Now the cranes and catapults on her enormous aft deck were feverishly working to launch two more of her seven seaplanes. One was already in the air, but these two would be tasked with helping gunfire direction by spotting shell falls near the target, as her guns could lob shells well over the horizon. The ship already knew the approximate position of her enemy, and even now the range finders perched atop her hundred foot high main mast were scanning the dark glistening seas ahead to try and pinpoint their sighting. To either side of this point, two flat antennae jutted like squarish black ears, the Model 1 Mark 2 set, which ranged out to 20,000 meters. It would not work that night, as her foe was quietly jamming the 1.5 meter band to render it useless, though it seldom worked at all after the first firing of the enormous guns. The concussion was so great that the radar sets would be shaken senseless.

Yet even without her fire control radars, Yamato had other means of sighting and aiming her powerful guns. The quality of her optical fire control systems were matched only by the Bismarck, and for combat at night, she had no other equal on earth, until Kirov arrived. Yet the actual system used to control and aim her guns was primitive compared to the capabilities of the enemy she now faced.

The Type 92 Shagekiban low angle analog computer used on Yamato was first developed by the Aichi Clock Company in 1932. It was a complex system relying on information from numerous sources outside the computer itself, and the efforts of at least seven operators. A graphic plotter noted the basic heading and speed of the target, and calculated bearing change versus time. A range averaging panel selected out the most likely range by averaging results obtained from several optical rangefinders. The main panel of the device had displays for present range and rate of change, spot correction, the speed of the firing ship and its bearing, wind deflection, a compass card and other functions. It worked in close cooperation with the type 94 Hoiban gun director, and other control systems on the ship, and thus its overall operation could be degraded when any of these supporting systems were damaged or put out of action by enemy fire.

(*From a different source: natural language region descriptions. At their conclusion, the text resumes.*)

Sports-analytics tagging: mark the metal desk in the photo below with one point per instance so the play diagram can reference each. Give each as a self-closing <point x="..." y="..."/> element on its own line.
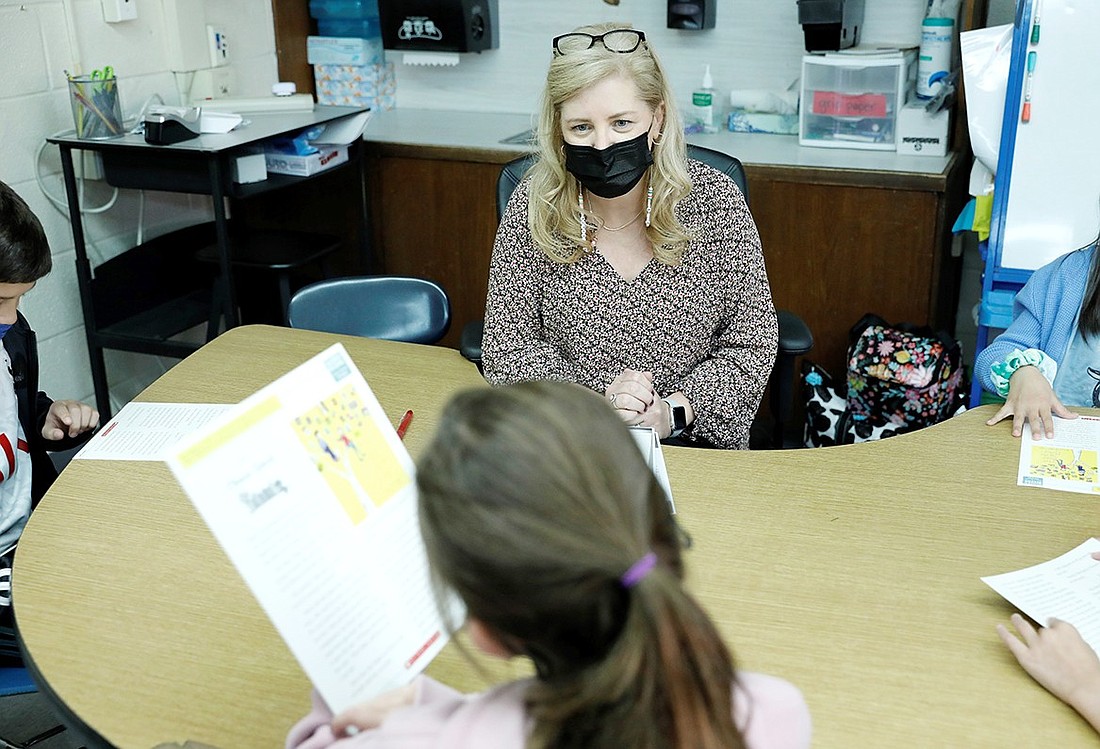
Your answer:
<point x="204" y="166"/>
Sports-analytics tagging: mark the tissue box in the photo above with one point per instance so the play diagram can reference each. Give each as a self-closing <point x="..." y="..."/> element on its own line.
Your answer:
<point x="344" y="51"/>
<point x="304" y="166"/>
<point x="920" y="133"/>
<point x="762" y="122"/>
<point x="372" y="86"/>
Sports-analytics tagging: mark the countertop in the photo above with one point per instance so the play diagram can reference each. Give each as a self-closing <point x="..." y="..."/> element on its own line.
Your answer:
<point x="483" y="136"/>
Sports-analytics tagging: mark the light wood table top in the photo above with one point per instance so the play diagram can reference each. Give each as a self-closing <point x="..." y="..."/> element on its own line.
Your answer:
<point x="854" y="572"/>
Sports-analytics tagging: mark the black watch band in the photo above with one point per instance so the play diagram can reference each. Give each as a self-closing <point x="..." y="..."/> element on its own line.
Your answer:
<point x="678" y="417"/>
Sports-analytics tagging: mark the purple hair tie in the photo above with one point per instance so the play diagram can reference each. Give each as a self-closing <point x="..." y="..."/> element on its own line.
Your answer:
<point x="638" y="570"/>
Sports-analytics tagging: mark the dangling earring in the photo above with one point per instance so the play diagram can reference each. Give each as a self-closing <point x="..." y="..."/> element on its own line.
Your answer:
<point x="580" y="208"/>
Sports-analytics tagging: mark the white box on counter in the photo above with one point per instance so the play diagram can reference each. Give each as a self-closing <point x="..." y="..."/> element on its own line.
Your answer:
<point x="920" y="133"/>
<point x="305" y="166"/>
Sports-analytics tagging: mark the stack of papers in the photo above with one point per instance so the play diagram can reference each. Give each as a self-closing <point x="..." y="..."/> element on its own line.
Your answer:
<point x="1066" y="587"/>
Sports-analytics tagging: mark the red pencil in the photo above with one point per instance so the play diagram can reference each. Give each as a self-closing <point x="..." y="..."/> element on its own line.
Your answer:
<point x="403" y="427"/>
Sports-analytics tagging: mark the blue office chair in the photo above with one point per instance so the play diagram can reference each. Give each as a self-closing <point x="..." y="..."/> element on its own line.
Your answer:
<point x="794" y="337"/>
<point x="392" y="307"/>
<point x="17" y="680"/>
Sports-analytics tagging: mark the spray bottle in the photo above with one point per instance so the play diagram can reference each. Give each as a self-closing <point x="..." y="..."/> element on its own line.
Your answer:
<point x="937" y="35"/>
<point x="702" y="105"/>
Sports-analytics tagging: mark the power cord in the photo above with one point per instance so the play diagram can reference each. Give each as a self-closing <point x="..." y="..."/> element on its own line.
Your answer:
<point x="61" y="204"/>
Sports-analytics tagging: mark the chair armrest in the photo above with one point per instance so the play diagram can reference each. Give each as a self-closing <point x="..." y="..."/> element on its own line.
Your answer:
<point x="794" y="337"/>
<point x="470" y="343"/>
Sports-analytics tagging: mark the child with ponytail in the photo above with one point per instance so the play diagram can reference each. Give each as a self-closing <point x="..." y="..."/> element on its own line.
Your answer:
<point x="539" y="511"/>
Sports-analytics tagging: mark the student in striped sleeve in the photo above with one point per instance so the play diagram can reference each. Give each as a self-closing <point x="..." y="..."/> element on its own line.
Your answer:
<point x="31" y="425"/>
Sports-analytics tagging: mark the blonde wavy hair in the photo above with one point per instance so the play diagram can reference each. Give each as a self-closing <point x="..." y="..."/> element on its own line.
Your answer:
<point x="553" y="215"/>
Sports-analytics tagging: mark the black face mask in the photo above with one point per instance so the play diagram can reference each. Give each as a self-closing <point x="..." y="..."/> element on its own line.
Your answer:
<point x="613" y="172"/>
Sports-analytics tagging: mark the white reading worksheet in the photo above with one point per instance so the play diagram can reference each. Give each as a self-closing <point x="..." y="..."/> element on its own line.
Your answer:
<point x="146" y="431"/>
<point x="650" y="444"/>
<point x="1066" y="462"/>
<point x="312" y="496"/>
<point x="1066" y="587"/>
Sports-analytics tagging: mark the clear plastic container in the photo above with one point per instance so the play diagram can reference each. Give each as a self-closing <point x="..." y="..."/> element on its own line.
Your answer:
<point x="851" y="101"/>
<point x="369" y="28"/>
<point x="343" y="9"/>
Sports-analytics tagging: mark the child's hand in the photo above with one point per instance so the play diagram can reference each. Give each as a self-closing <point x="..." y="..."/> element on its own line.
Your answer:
<point x="371" y="714"/>
<point x="68" y="418"/>
<point x="1058" y="659"/>
<point x="1032" y="399"/>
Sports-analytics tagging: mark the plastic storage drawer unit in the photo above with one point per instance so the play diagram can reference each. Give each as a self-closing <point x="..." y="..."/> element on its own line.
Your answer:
<point x="851" y="101"/>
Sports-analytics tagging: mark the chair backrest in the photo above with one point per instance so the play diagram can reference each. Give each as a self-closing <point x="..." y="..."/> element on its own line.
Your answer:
<point x="514" y="171"/>
<point x="15" y="680"/>
<point x="392" y="307"/>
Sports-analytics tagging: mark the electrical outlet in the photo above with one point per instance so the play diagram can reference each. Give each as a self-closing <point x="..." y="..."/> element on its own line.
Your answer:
<point x="116" y="11"/>
<point x="211" y="84"/>
<point x="219" y="46"/>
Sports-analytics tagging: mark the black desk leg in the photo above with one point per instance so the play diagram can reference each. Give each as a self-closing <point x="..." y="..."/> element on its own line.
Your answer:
<point x="84" y="284"/>
<point x="221" y="224"/>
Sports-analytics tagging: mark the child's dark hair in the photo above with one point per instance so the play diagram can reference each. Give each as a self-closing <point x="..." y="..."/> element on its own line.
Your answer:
<point x="534" y="502"/>
<point x="24" y="251"/>
<point x="1088" y="321"/>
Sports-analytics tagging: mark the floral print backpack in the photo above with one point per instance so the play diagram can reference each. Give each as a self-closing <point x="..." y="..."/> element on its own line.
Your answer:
<point x="899" y="378"/>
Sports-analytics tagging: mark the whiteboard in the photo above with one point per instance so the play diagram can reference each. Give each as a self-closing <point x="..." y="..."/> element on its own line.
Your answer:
<point x="1054" y="175"/>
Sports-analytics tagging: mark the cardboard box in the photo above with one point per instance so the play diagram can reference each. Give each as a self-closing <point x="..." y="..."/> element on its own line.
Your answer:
<point x="372" y="86"/>
<point x="344" y="51"/>
<point x="304" y="166"/>
<point x="920" y="133"/>
<point x="251" y="167"/>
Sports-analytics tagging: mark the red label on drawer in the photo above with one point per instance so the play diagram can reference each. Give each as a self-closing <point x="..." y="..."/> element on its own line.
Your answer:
<point x="844" y="105"/>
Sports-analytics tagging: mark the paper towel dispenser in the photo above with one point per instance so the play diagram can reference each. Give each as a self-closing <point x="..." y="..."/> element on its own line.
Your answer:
<point x="439" y="25"/>
<point x="831" y="24"/>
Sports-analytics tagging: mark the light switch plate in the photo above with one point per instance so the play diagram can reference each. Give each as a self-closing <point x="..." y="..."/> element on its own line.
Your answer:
<point x="219" y="46"/>
<point x="116" y="11"/>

The entire effort of the machine was to produce one vital calculation: future target position. It was, in effect, a time machine trying to peer into the future and see where the enemy ship would be two minutes on. The seven man team saw one man reading range averages and bearing plots, a second slowly cranking a wheel to set the range change obtained by this control officer. Other men adjusted the settings for bearing, deflection correction, ship speed, target inclination, compass course from the gyro, and then the final variable was the all important averaging of the range solutions obtained by different rangefinders. This man exercised his best judgment of the results he received, favoring one or excluding another that he deemed inconsistent or invalid. In short, he was making his best guess of the actual range from a weight of opinion obtained from three to five different rangefinders. As such, the system required a great deal of manual input, and as a gun battle continued, human factors such as fatigue, fear, distraction and other emotional responses all played a part in the final solution obtained.

By contrast, Kirov’s electronic systems were a million times quicker to their solution, and there were layers of possible ways to target the enemy—radar, laser range finding and HD optics as well. The difference meant one thing in the end: Kirov found her enemy in the here and now. It did not have to predict where the target would be at some future time. What Kirov fired at she was going to hit, and virtually without fail. What Yamato fired at she might hit, given enough time and just a little good luck in the mix.